Peppe seguía murmurando frases inconexas. Un hilo de baba le colgaba de los labios, las lágrimas incontroladas le surcaban las mejillas. Los trabajadores dejaron de almohazar y lavar a los caballos para contemplar la escena horrorizados. Pietro lloraba sin consuelo rodeando los hombros de su hermano con un brazo.

La primera en reaccionar fue Ines, la novia de Pietro, que batió palmas en dirección a los hombres y, con un tono que a Maione le recordó el utilizado por Caterina, les dijo que siguieran trabajando.

Ricciardi le hizo una seña al sargento y le dijo al muchacho:

—Coppola, nosotros nos vamos. Se lo ruego, por el bien de su hermano, no lo pierda de vista. Si le ocurriera algo a alguien, deberemos considerarlo responsable. ¿Está claro?

Empujando al hermano hacia la casa, el muchacho respondió:

—No se preocupe, comisario. Yo no lo dejo nunca a mi hermano. Y mañana…, una flor para ella, de su parte.

* * *

Sentados en un banco cerca de la parada del tranvía, Ricciardi y Maione entretuvieron la espera haciendo un repaso de la investigación.

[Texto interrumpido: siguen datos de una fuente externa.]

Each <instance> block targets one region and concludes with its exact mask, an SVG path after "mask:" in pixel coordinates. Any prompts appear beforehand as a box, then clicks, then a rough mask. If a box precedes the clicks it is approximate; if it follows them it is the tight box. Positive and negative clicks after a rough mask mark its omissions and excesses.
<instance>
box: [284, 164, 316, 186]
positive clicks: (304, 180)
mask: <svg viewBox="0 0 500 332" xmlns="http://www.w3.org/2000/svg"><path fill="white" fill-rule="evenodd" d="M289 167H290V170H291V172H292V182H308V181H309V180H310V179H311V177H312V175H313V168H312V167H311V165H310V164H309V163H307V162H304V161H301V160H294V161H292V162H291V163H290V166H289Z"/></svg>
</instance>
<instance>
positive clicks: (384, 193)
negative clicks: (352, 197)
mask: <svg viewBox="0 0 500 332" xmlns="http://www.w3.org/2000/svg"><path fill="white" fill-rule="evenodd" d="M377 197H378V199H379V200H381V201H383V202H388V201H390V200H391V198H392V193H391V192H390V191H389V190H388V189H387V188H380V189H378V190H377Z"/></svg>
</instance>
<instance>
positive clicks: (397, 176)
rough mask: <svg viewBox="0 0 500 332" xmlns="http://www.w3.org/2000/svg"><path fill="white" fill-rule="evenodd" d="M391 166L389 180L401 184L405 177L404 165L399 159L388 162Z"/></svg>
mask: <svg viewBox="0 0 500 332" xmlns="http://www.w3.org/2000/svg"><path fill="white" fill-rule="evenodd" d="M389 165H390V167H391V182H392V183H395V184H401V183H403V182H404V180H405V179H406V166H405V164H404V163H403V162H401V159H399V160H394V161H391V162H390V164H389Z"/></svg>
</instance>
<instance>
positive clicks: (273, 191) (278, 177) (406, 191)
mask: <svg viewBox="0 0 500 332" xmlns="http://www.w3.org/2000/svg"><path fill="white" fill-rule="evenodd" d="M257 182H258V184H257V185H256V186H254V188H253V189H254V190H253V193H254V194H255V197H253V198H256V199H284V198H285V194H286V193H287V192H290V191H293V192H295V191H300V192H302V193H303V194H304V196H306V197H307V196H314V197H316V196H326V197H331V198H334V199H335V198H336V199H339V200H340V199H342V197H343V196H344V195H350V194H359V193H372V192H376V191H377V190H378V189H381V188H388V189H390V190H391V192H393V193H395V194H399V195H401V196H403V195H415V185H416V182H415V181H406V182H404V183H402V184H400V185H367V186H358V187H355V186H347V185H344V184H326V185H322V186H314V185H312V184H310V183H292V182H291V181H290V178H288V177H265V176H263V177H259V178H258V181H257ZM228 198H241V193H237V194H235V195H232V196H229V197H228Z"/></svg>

—Qué curioso es todo, la verdad —dijo el sargento mientras se abanicaba con el sombrero—. Hablamos con un montón de gente, y, por un motivo u otro, cuantos conocían a Víbora podrían haberla matado, incluso los que no la conocían. Pero lo más curioso es que todos dicen que la querían: Coppola, Ventrone, Lily y madame. La única que la odiaba era su madre, pero dependía de ella económicamente, de manera que dudo que le retorciera el pescuezo a la gallina de los huevos de oro. Menudo enigma, ¿eh, comisario?

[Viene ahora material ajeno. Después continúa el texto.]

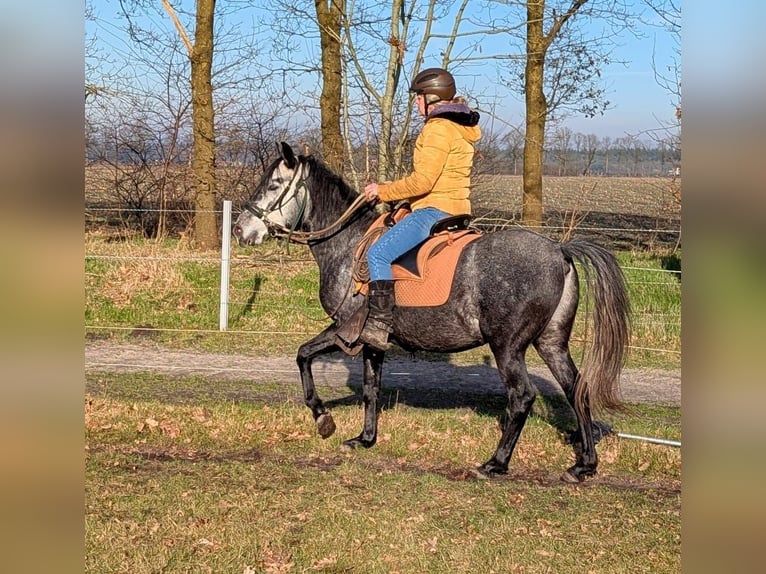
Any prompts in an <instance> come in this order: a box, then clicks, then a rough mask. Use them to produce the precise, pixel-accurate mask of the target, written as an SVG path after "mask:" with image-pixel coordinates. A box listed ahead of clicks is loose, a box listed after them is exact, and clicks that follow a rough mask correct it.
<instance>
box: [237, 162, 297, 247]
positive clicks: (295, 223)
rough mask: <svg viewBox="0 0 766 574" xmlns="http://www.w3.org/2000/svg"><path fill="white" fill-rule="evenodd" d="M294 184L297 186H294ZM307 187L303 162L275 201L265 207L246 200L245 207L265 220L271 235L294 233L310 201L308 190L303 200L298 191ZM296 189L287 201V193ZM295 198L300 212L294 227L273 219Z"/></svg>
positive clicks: (246, 210)
mask: <svg viewBox="0 0 766 574" xmlns="http://www.w3.org/2000/svg"><path fill="white" fill-rule="evenodd" d="M293 186H295V187H294V188H293ZM305 187H306V178H305V175H304V166H303V164H302V163H301V164H299V168H298V169H297V170H296V171H295V175H293V178H292V179H291V180H290V183H289V184H288V185H286V186H285V188H284V190H282V193H280V194H279V195H278V196H277V197H276V198H275V199H274V201H272V202H271V203H269V205H268V206H267V207H265V208H263V207H259V206H257V205H255V204H254V203H253V202H251V201H247V202H245V205H243V209H245V211H248V212H249V213H251V214H252V215H254V216H255V217H257V218H258V219H260V220H261V221H263V224H264V225H265V226H266V229H268V231H269V235H273V236H278V235H282V234H284V233H288V234H292V233H294V232H295V230H296V229H297V228H298V226H299V225H300V224H301V222H302V220H303V215H304V213H305V211H306V204H307V203H308V192H306V193H304V194H303V201H302V202H301V201H300V200H299V199H298V193H299V192H300V190H301V189H302V188H305ZM293 189H294V193H293V194H292V195H291V196H290V197H289V198H287V200H286V201H285V198H286V197H287V194H288V192H289V191H290V190H293ZM293 199H295V200H296V201H297V202H299V203H298V205H299V207H300V209H299V212H298V217H296V218H295V222H294V223H293V226H292V227H286V226H284V225H282V224H281V223H277V222H275V221H272V220H271V219H269V218H270V216H271V215H272V214H273V213H275V212H279V213H282V209H283V208H284V207H285V206H286V205H287V204H288V203H290V201H292V200H293Z"/></svg>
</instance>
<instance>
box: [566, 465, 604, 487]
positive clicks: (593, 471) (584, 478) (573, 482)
mask: <svg viewBox="0 0 766 574" xmlns="http://www.w3.org/2000/svg"><path fill="white" fill-rule="evenodd" d="M594 474H596V469H595V468H584V467H582V466H577V465H575V466H573V467H571V468H568V469H567V471H566V472H565V473H564V474H562V475H561V481H562V482H568V483H570V484H577V483H579V482H582V481H584V480H585V479H586V478H587V477H589V476H593V475H594Z"/></svg>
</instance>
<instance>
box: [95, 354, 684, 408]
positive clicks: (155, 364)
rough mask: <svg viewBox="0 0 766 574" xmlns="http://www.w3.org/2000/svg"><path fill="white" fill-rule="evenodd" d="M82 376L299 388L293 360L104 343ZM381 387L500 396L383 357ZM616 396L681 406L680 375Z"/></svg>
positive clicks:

Ricciardi miraba el vacío con las manos en el regazo.

—Una situación compleja, sí. Tampoco nos ayudan el lugar del delito, ni el cadáver, que no presentaba marcas ni señales. En cuanto a la oportunidad, los cuatro la tuvieron; uno acababa de separarse de ella, el otro la encontró, las dos mujeres ya estaban en el burdel. Claro que los principales sospechosos siguen siendo Coppola y Ventrone.

Maione hizo una mueca.

—Sí, pero si quiere que le sea sincero, por un motivo u otro a mí Ventrone no me convence. Sobre todo por la reacción de Coppola, ya vio usted, se ha vuelto loco. Nadie hace una cosa así para acabar con la vida destrozada de esa manera, ¿no? Por otra parte, el comerciante podría querer ocultar la culpa haciendo ver que se preocupa por el entierro.

El comisario hizo una mueca burlona.

—Ventrone te cae fatal, ¿eh? La verdad es que tampoco veo nada claro a la gente de aquí, del Vomero. La madre de Víbora, por ejemplo, me parece demasiado resuelta. Su odio es excesivo, teniendo en cuenta que ha sacado partido del oficio de su hija. Y Coppola también tiene a veces unas reacciones exageradas. ¿Has visto cómo lo controla el hermano? Como si fuera a estallar de un momento a otro. Hay algo que todavía no está claro.

Traqueteando por la esquina apareció el tranvía, uno de los nuevos con ocho ruedas, pintado en dos tonos de verde.

—En medio de tantas plantas —se rio Maione—, con lo verde que es el tranvía no se lo ve llegar. ¡Menos mal que ha hecho ruido!

Ricciardi dio un brinco y subió al estribo.

El sol comenzaba el espectáculo del ocaso.